Vice Chancellor J. Travis Laster said that a three-year clock on former executive Franklin C. Brown's indemnification action began ticking on Jan. 10, 2011, when the U.S. Supreme Court created a point of finality in the case by declining to accept an appeal of Brown's 2003 conviction after a $1.6 billion accounting and fraud scandal.

Mr. Brown, now 88, disputed that, but it didn’t change the ruling from the bench. His fee lawsuit, filed in October, estimated that more than $6.3 million had gone to investigation, preparation and defense expenses in the criminal case. His attorney did not seek a specific amount on Monday.
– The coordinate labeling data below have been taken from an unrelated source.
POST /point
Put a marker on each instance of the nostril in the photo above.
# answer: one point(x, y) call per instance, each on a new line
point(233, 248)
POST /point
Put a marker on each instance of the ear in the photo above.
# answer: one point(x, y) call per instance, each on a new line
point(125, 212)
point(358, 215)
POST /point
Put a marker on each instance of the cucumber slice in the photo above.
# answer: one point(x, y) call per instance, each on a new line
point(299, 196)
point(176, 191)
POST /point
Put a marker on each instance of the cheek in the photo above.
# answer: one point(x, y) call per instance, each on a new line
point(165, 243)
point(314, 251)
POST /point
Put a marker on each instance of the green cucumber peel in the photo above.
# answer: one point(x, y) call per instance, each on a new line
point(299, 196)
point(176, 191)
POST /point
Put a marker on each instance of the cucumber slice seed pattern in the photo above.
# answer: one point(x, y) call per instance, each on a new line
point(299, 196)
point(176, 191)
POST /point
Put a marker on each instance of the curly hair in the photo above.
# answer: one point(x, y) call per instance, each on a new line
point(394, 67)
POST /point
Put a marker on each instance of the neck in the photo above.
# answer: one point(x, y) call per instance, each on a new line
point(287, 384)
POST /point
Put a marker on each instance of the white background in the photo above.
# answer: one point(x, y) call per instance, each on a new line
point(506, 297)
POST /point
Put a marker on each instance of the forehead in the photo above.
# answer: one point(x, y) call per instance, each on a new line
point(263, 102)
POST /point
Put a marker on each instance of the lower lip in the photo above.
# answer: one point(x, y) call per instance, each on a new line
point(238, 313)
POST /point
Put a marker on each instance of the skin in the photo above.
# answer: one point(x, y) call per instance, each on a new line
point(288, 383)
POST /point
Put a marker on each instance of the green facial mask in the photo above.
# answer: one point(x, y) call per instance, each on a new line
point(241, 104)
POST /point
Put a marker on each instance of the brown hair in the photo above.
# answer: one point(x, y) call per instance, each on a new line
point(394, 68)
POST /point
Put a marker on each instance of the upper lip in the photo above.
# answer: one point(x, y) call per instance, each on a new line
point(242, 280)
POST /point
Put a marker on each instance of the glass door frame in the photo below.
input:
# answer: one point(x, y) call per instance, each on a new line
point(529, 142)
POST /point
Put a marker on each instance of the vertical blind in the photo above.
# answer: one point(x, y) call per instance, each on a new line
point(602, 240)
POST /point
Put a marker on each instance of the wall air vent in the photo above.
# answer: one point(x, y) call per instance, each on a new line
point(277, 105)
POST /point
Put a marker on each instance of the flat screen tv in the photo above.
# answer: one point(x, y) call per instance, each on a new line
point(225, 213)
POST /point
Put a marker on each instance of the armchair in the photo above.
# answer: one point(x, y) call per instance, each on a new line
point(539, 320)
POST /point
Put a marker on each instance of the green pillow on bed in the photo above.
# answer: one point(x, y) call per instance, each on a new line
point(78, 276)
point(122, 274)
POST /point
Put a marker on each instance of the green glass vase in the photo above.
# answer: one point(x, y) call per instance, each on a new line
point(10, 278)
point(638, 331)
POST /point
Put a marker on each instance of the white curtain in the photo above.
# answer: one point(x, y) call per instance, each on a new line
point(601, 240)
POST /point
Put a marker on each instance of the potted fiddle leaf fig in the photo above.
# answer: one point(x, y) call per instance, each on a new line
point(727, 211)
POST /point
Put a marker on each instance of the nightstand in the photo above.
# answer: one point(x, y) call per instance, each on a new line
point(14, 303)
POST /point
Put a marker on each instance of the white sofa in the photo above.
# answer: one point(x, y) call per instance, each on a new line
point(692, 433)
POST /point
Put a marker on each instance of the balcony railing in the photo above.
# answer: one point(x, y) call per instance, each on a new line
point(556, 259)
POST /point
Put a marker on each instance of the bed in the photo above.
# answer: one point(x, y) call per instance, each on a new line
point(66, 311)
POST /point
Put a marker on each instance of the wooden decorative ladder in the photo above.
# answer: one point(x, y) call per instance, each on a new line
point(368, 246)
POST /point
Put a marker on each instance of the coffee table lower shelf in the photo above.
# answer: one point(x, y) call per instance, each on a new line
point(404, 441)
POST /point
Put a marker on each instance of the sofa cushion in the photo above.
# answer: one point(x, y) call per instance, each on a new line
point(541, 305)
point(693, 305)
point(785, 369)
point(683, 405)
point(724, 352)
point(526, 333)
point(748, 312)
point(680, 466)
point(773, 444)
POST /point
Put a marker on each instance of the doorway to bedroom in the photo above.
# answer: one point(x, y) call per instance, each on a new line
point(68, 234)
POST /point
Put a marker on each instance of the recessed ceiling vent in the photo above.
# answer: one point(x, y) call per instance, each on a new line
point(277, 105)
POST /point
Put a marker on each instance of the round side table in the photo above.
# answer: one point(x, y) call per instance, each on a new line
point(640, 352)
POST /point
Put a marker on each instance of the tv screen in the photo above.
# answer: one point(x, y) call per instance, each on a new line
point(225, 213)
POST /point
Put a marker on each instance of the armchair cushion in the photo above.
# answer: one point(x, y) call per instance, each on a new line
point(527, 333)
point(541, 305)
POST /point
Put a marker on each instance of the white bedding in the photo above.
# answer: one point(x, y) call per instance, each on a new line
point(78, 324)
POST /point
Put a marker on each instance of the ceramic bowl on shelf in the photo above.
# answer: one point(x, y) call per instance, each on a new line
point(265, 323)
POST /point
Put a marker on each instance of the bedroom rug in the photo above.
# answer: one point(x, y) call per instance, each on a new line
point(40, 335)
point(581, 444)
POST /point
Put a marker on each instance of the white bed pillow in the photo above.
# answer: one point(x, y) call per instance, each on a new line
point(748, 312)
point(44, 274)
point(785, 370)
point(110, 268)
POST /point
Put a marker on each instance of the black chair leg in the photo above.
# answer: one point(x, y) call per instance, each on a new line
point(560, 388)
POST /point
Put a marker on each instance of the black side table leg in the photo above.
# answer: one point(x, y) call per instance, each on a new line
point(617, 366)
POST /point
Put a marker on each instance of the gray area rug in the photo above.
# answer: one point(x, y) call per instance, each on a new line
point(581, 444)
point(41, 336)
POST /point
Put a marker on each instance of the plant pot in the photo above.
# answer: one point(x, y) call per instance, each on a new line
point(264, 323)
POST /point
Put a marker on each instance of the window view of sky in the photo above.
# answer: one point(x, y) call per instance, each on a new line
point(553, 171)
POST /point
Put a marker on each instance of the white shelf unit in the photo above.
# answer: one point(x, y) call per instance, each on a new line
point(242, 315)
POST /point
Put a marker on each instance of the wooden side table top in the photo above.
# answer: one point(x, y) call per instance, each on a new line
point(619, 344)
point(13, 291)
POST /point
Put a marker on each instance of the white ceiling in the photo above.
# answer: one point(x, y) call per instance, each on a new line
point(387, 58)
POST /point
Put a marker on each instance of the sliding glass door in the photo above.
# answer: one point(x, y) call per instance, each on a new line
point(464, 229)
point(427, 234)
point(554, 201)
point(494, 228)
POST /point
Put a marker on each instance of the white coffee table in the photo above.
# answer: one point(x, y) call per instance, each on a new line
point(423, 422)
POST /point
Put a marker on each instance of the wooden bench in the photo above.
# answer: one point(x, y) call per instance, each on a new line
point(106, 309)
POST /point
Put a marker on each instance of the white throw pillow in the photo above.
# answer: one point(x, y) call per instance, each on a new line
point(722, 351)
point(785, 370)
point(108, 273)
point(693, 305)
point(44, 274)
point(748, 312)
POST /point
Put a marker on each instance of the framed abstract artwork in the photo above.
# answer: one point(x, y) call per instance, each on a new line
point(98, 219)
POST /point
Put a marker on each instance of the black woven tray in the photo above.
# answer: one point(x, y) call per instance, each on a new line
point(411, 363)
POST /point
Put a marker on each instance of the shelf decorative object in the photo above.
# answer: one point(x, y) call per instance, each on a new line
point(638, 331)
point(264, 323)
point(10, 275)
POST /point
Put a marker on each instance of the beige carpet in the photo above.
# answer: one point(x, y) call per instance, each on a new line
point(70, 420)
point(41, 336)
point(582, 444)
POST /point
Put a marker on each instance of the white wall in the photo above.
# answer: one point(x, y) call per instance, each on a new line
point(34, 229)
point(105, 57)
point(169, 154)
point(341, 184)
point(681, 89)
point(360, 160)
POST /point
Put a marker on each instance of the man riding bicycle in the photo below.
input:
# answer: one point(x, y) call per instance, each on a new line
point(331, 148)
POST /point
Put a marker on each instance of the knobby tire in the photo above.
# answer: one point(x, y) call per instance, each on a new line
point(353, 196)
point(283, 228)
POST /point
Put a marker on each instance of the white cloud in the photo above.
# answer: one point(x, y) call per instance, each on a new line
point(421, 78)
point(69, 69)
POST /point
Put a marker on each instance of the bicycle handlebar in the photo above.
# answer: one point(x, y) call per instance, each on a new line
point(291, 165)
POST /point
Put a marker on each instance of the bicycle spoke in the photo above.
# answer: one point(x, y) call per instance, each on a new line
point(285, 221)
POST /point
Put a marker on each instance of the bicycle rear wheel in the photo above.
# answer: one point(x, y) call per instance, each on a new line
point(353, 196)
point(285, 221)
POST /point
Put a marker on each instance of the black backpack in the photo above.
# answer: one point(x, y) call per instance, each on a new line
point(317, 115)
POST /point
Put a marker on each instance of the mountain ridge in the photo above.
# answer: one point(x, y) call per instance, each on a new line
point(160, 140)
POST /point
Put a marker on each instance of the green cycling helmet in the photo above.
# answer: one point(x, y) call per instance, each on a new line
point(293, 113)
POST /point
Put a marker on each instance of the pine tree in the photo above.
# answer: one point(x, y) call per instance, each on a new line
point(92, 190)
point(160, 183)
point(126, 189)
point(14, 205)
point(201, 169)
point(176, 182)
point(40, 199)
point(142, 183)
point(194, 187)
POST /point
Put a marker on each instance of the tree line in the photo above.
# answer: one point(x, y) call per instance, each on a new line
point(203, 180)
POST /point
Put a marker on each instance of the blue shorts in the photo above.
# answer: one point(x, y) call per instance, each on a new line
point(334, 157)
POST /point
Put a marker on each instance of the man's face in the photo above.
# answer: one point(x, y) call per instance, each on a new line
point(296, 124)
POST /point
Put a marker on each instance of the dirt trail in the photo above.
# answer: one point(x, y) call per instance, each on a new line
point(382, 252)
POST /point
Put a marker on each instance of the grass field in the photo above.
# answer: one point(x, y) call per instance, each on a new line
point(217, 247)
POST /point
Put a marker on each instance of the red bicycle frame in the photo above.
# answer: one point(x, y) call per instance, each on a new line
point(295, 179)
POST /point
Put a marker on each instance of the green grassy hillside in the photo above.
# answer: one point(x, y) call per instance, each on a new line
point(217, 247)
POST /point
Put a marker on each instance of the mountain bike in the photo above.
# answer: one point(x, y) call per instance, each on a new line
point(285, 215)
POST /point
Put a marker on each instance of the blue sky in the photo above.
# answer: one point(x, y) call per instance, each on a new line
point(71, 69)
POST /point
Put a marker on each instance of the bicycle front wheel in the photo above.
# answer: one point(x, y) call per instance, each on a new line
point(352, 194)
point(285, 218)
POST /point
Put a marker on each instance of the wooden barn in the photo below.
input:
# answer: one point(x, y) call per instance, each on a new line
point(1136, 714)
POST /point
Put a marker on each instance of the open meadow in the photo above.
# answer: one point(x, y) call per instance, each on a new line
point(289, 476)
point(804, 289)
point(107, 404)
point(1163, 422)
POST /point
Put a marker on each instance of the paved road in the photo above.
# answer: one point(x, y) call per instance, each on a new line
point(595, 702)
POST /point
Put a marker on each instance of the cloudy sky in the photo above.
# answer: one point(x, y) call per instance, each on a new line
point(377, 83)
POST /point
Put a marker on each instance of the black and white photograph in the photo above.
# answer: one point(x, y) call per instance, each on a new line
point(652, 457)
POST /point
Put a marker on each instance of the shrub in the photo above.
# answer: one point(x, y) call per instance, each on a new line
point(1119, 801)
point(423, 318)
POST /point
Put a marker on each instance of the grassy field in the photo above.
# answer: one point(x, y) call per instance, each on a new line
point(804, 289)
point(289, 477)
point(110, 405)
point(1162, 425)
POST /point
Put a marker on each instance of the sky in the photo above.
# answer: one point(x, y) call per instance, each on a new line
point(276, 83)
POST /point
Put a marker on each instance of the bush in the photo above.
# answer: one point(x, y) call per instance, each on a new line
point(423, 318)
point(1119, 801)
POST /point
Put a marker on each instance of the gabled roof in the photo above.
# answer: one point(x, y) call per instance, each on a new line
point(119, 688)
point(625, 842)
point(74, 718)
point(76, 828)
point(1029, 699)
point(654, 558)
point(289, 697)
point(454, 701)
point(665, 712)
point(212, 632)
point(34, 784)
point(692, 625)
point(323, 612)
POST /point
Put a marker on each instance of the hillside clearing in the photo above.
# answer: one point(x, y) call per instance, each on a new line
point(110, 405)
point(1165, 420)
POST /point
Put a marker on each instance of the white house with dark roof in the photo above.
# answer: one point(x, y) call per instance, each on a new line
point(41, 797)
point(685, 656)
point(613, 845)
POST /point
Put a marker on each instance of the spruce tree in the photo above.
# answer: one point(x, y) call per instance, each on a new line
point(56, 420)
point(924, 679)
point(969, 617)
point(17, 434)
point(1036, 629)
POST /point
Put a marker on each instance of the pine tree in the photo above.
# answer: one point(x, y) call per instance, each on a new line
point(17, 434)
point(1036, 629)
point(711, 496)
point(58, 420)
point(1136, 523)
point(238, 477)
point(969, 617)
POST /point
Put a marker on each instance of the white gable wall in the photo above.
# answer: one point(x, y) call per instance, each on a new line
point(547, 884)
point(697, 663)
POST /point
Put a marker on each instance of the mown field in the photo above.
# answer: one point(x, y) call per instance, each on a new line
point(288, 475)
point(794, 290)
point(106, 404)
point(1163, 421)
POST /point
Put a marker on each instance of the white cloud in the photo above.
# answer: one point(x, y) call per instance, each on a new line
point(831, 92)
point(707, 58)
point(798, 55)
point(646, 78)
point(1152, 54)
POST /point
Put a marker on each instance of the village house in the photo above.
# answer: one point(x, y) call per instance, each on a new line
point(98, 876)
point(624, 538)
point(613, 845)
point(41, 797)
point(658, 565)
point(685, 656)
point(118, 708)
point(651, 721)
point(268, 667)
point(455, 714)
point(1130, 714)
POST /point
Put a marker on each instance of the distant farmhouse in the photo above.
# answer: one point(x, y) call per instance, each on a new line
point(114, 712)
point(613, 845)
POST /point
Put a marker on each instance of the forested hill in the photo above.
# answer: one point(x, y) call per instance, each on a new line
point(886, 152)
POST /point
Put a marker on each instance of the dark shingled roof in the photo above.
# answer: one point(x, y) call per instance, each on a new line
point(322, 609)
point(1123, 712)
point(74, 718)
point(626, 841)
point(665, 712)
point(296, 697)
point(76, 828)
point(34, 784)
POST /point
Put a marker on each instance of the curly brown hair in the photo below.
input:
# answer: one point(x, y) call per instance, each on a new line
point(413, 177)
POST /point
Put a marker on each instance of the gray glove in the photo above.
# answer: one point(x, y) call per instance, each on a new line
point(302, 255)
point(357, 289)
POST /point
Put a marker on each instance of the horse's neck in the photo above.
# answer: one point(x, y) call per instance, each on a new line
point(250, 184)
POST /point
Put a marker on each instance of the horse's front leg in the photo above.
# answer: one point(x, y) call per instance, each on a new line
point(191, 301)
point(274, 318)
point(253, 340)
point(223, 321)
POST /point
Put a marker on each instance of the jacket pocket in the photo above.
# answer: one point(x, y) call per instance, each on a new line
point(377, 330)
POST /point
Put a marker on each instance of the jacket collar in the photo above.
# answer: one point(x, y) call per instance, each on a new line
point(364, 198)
Brown served more than five years of a seven-and-a-half-year federal prison sentence before his release in 2011 after he was convicted for crimes connected with a $1.6 billion accounting restatement. The original charges included conspiracy to commit accounting fraud, filing false statements with the U.S. Securities and Exchange Commission, conspiracy to obstruct justice, obstructing agency proceedings, and witness tampering.

"Rite Aid's hope was, with Mr. Brown's conviction, this case would go away," Rite Aid attorney David J. Margules of Ballard Spahr LLP said. "They only brought their claims back to life when Mr. Brown decided he wanted to go back to war."

Rite Aid is represented by David J. Margules, Elizabeth A. Sloan, Jessica C. Watt, William A. Slaughter and Andrew E. Kampf of Ballard Spahr LLP.